この時期の部屋割りは、家族がふたりなので、とくに難しいことはありません。洋室1は夫婦の寝室、洋室2は収納部屋、LDはLDのまま使用します。洋室2は収納部屋として使用するため、いらないモノを買っても、この時期は収納に困ることはありません。しかし、今後家族が増えていくと、洋室2は子ども部屋または夫婦の寝室などに変わっていくため、収納部屋としては使用できなくなります。そのため、この時期はモノの買いすぎに注意して、収納部屋があっても、むしろいらないものは減らす心構えでいると、今後の部屋割りもスムーズにでき、また家族が増えてもモノの収納場所がなくて困るということが減ります。
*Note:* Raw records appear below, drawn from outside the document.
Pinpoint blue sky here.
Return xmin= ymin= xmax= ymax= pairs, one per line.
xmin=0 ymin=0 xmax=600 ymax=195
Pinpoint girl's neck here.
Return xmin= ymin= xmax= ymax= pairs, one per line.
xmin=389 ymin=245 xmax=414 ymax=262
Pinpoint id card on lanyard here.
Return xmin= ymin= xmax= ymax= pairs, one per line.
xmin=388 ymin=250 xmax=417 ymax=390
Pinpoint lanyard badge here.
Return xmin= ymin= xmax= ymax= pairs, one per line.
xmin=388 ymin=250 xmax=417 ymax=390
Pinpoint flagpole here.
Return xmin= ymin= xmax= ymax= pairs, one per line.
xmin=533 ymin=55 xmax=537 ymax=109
また、家具や収納を購入するときは、部屋割りが変わっても使えるような、永く使えるものを選ぶことをお勧めします。永く使うことで、新たに家具や収納を購入・廃棄する手間や出費を省くことができ、なによりもエコで環境にやさしい生活が送れます。
■幼児期までベッド購入はNG
<ライフスタイルその2>子どもが赤ちゃん~幼児期の部屋割り
つぎに、子どもが3人誕生して、赤ちゃん~幼児期までの部屋割りを見ていきましょう。図表3のようにLDと洋室2の収納部屋はそのまま使い、洋室1を「部屋割り」します。例えばですが、「夫婦の寝室」として使用していた洋室1を、「家族の寝室」として部屋割りします。狭い住まいにベッドを置いてしまうと、どうしても窮屈になってしまうため、まだ子どもが小さいうちは布団を敷いて家族全員で就寝するようにするのです。またライフスタイルの変化に合わせて部屋割りを変えるときに、大きな家具であるベッドは動かしにくいため、子ども部屋をつくる時期までは、なるべく布団で寝ることを検討してみてください。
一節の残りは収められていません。